The actual construction of the bomb is an engineering project, not a scientific one. The theoretical knowledge of how to build a nuclear bomb existed before World War II. If the Iranians can enrich the uranium fuel needed, they can probably build the bomb without too much difficulty.
Unfortunately, the western press pays too much attention to something called "weaponizing" - the process of turning a device into a weapon. An example would be placing a nuclear explosive on the tip of a missile, inside its warhead. But nuclear-tipped missiles should not be our greatest fear. When the United States exploded the world's first nuclear device in New Mexico on July 16, 1945, the apparatus was known to the scientists who built it as "the gadget." And that is exactly what it was. It was not a bomb. It was not mounted in an artillery shell or atop a rocket. It was a large sphere, with much of its wiring held in by tape. But at the appointed moment, it changed the world. On August 6th, barely three weeks later, a weaponized version, in the recognizable form of a bomb, was dropped on Hiroshima. The explosions at Hiroshima and New Mexico did not look notably different.
Iran doesn't have to weaponize anything. All it needs is that sphere, that gadget, to explode. A device put aboard a ship and sailed, undetected, into an American harbor, and then set off by a suicide crew, could inflict more fatalities in a few seconds than we have suffered in all American wars put together. Sailed into Haifa harbor in Israel, it could destroy most of the city.
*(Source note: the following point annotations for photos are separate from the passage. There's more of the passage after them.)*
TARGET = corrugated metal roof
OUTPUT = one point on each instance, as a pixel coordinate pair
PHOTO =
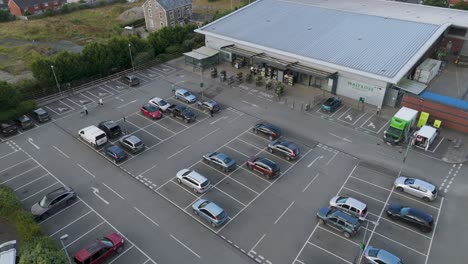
(376, 45)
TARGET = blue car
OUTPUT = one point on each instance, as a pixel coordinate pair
(210, 211)
(116, 153)
(220, 160)
(184, 95)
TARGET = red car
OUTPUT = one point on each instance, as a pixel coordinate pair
(264, 166)
(151, 111)
(101, 250)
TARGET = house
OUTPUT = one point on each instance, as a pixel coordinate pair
(162, 13)
(31, 7)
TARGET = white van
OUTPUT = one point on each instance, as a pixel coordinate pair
(93, 136)
(8, 252)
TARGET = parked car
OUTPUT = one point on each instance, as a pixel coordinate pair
(111, 128)
(194, 180)
(130, 80)
(24, 122)
(339, 220)
(160, 103)
(151, 111)
(101, 250)
(411, 216)
(416, 187)
(220, 160)
(268, 129)
(379, 256)
(331, 104)
(53, 202)
(286, 149)
(349, 205)
(185, 96)
(116, 153)
(132, 143)
(210, 211)
(264, 166)
(41, 115)
(209, 105)
(8, 129)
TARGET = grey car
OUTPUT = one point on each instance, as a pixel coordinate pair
(53, 202)
(220, 160)
(132, 143)
(416, 187)
(378, 256)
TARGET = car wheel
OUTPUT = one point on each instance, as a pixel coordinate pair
(119, 250)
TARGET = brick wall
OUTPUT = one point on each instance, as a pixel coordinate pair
(451, 117)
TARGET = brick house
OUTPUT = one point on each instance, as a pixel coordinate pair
(20, 7)
(162, 13)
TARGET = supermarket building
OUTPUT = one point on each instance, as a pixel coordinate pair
(368, 50)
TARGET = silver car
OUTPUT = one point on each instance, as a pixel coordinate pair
(53, 202)
(349, 205)
(416, 187)
(194, 180)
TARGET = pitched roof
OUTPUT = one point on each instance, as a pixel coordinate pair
(378, 47)
(171, 4)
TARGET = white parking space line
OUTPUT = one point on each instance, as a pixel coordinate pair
(186, 147)
(370, 183)
(403, 245)
(189, 249)
(121, 254)
(39, 191)
(307, 186)
(147, 217)
(71, 223)
(24, 185)
(21, 162)
(200, 139)
(283, 213)
(342, 237)
(63, 153)
(58, 213)
(112, 190)
(79, 165)
(329, 252)
(433, 232)
(416, 200)
(87, 232)
(370, 197)
(18, 175)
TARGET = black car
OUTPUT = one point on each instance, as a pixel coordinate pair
(284, 148)
(24, 122)
(411, 216)
(111, 128)
(116, 153)
(8, 129)
(268, 129)
(41, 115)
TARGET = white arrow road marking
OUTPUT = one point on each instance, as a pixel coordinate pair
(30, 140)
(96, 192)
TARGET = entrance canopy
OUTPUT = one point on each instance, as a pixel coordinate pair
(202, 57)
(411, 86)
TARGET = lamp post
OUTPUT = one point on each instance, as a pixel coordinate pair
(131, 57)
(56, 81)
(62, 238)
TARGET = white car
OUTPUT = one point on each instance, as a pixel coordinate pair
(160, 103)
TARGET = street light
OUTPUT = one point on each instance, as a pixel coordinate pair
(56, 81)
(62, 238)
(131, 57)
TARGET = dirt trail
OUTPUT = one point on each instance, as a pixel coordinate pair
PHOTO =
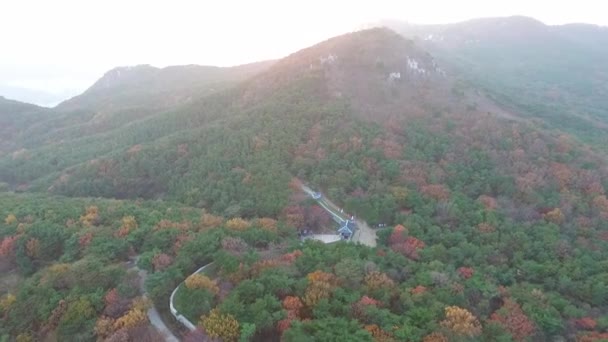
(153, 314)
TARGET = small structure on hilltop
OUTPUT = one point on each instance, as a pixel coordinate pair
(347, 228)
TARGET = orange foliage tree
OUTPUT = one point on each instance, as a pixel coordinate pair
(104, 327)
(199, 281)
(237, 223)
(316, 291)
(91, 216)
(465, 272)
(134, 317)
(268, 224)
(10, 219)
(218, 325)
(376, 280)
(436, 191)
(435, 337)
(210, 221)
(128, 225)
(32, 248)
(461, 322)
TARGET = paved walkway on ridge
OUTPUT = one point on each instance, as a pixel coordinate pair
(364, 234)
(153, 314)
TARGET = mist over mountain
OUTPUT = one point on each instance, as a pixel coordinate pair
(552, 73)
(475, 152)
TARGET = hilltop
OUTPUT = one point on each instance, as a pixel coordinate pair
(554, 74)
(492, 218)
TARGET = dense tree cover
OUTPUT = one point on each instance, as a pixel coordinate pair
(67, 263)
(349, 292)
(497, 228)
(512, 60)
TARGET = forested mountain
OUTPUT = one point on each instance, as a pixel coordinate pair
(557, 74)
(496, 220)
(15, 116)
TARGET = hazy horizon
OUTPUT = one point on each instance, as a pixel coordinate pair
(61, 48)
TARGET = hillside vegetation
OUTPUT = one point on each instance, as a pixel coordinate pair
(556, 74)
(496, 222)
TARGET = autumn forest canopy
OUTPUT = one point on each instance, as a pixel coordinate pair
(476, 156)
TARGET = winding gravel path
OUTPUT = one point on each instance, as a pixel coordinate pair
(153, 314)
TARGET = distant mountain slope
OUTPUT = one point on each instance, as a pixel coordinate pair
(125, 95)
(148, 86)
(554, 73)
(14, 116)
(361, 116)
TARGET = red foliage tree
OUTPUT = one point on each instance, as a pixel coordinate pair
(465, 272)
(359, 307)
(409, 247)
(85, 240)
(161, 261)
(397, 236)
(418, 290)
(586, 323)
(7, 246)
(115, 306)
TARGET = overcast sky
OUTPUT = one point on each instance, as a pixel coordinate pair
(63, 46)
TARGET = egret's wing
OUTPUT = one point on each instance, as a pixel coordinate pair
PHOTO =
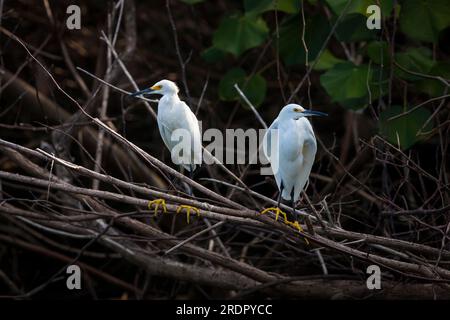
(196, 140)
(166, 133)
(268, 140)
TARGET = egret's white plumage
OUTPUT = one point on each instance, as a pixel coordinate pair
(292, 152)
(174, 114)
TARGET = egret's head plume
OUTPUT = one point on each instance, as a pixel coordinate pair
(162, 87)
(296, 111)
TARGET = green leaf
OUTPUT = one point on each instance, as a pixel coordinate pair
(254, 87)
(378, 52)
(353, 28)
(433, 87)
(403, 130)
(360, 6)
(326, 61)
(260, 6)
(416, 60)
(212, 55)
(290, 43)
(192, 1)
(423, 19)
(345, 81)
(349, 84)
(239, 33)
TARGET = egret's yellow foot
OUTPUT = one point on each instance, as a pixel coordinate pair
(297, 226)
(277, 213)
(188, 210)
(157, 203)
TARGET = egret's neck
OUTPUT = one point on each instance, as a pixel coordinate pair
(170, 98)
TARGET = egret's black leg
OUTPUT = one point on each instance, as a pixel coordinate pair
(294, 214)
(279, 195)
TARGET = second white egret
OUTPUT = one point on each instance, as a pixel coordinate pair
(291, 153)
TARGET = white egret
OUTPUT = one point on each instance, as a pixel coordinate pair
(179, 130)
(292, 155)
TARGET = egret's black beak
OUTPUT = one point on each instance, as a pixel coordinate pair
(308, 113)
(145, 91)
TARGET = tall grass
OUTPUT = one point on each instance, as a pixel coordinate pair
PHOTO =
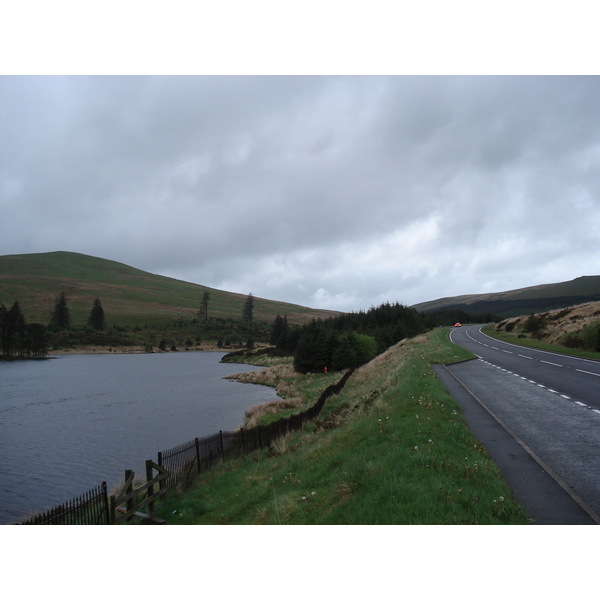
(391, 448)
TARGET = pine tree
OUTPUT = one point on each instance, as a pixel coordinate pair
(203, 312)
(279, 331)
(248, 310)
(96, 319)
(61, 319)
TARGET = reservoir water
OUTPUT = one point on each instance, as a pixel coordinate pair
(70, 423)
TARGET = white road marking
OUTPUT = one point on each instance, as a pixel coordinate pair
(588, 372)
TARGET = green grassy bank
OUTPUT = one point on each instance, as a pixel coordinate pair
(391, 448)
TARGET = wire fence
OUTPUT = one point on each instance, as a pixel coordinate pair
(178, 467)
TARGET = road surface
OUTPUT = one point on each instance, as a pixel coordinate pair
(541, 422)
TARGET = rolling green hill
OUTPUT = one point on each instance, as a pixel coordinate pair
(522, 301)
(128, 295)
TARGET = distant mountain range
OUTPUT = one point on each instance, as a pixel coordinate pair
(140, 298)
(522, 301)
(128, 295)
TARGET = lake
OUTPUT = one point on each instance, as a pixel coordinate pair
(71, 422)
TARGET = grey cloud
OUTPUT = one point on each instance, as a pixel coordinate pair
(316, 190)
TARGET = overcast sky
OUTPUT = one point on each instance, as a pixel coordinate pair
(329, 192)
(337, 192)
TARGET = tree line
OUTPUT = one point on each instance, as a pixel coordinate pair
(20, 339)
(347, 340)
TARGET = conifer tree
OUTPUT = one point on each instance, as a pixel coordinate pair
(248, 310)
(61, 319)
(203, 312)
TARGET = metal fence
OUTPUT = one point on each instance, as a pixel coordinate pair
(91, 508)
(180, 465)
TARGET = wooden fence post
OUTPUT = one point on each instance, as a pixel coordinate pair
(129, 474)
(198, 455)
(150, 491)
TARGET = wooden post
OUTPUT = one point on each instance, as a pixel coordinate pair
(198, 455)
(150, 491)
(106, 503)
(129, 474)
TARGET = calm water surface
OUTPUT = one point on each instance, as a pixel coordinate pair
(70, 423)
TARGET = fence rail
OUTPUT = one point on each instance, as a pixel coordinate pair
(176, 467)
(91, 508)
In the hold of an Iranian airliner, flown off course by the same kind of operatives who destroyed the World Trade Center, it could create a disaster that would dwarf 9-11. Depending on the sophistication of the plot, we might not even be able to determine which nation or group carried it out.
The fact that Iran could have that capability, even if it had only one or two gadgets, would alter its relationship with the entire world. Intellectual arguments would come down from on high, of course, insisting that the Iranians could never use the devices, for this reason or that. But most intellectual arguments are based on the assumption that people act rationally, that they calculate. What happens, though, if Iran does not act rationally? And what happens if we fear that it won't? The fear that an Iran with only one or two gadgets could spin out of rational control could start to dictate our policy throughout the region.
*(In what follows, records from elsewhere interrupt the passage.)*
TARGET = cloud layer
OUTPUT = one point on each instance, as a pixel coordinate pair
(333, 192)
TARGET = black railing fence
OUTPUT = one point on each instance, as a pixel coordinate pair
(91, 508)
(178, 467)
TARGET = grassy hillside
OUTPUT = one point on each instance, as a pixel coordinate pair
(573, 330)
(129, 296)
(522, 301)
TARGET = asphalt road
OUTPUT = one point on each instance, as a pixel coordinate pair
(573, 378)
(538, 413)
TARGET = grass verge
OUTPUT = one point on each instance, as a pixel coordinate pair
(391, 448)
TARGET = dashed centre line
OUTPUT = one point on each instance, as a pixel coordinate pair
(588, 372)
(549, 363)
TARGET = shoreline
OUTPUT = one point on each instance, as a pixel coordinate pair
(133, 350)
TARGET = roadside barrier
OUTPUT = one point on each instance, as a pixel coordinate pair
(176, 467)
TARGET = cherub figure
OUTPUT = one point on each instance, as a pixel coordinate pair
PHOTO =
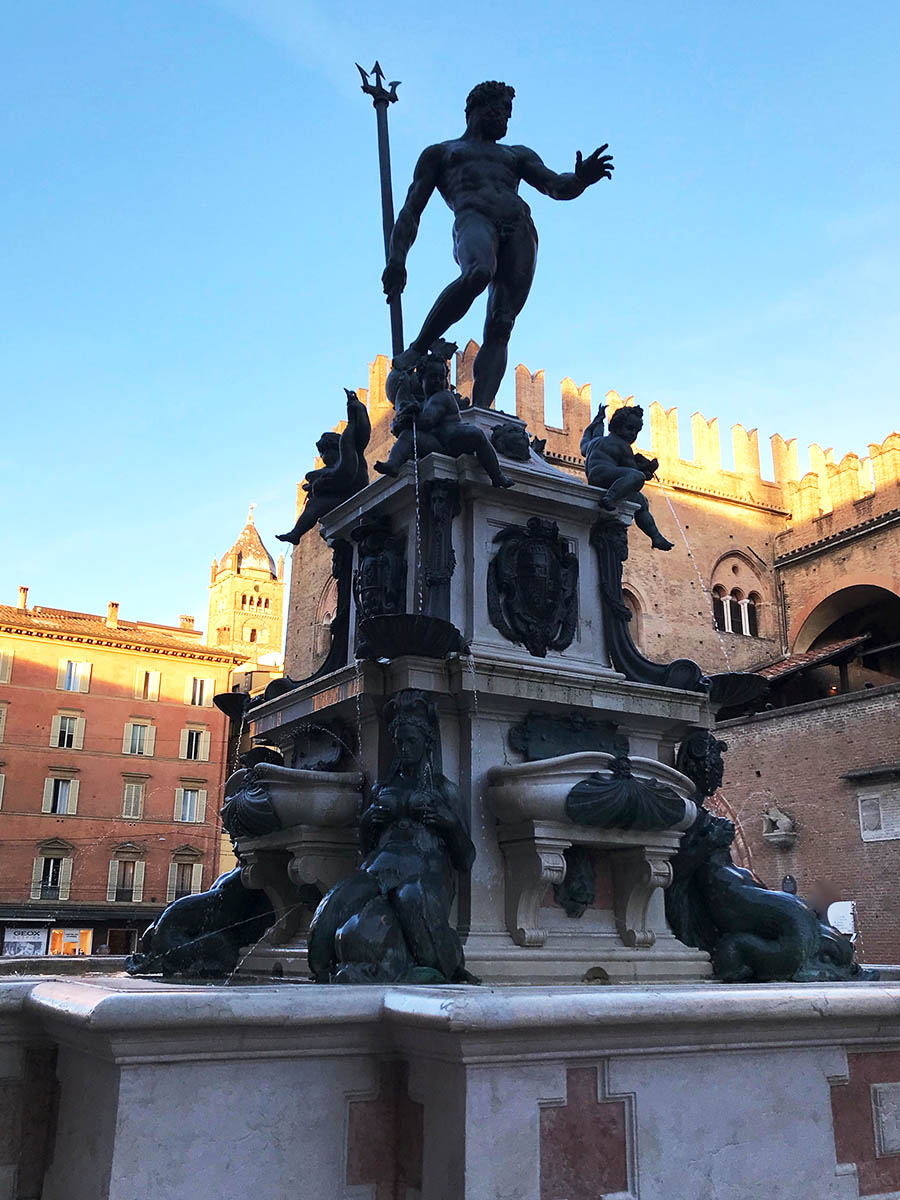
(610, 462)
(343, 474)
(438, 426)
Some seek to assure the Israelis that they need not worry about the Iranian bomb because Israel would be placed under the American nuclear umbrella. First, it must be noted that this has not been done. Second, what precisely does it mean? Presumably, it means that, if Israel were largely destroyed by Iranian nuclear weapons, we would largely destroy Iran. But would we? If Israel were gone, would we really kill tens of millions of Iranians, plunging us into a war with Muslim civilization, simply because we had promised it? It is more probable that an American president would simply tell the nation that deterrence had failed, but that we were not going to commit genocide over a promise to a nation that no longer existed.
There are many myths about an Iranian bomb. The greatest myth is that we can live with it because nations act rationally. We can also die with it, because sometimes nations do not.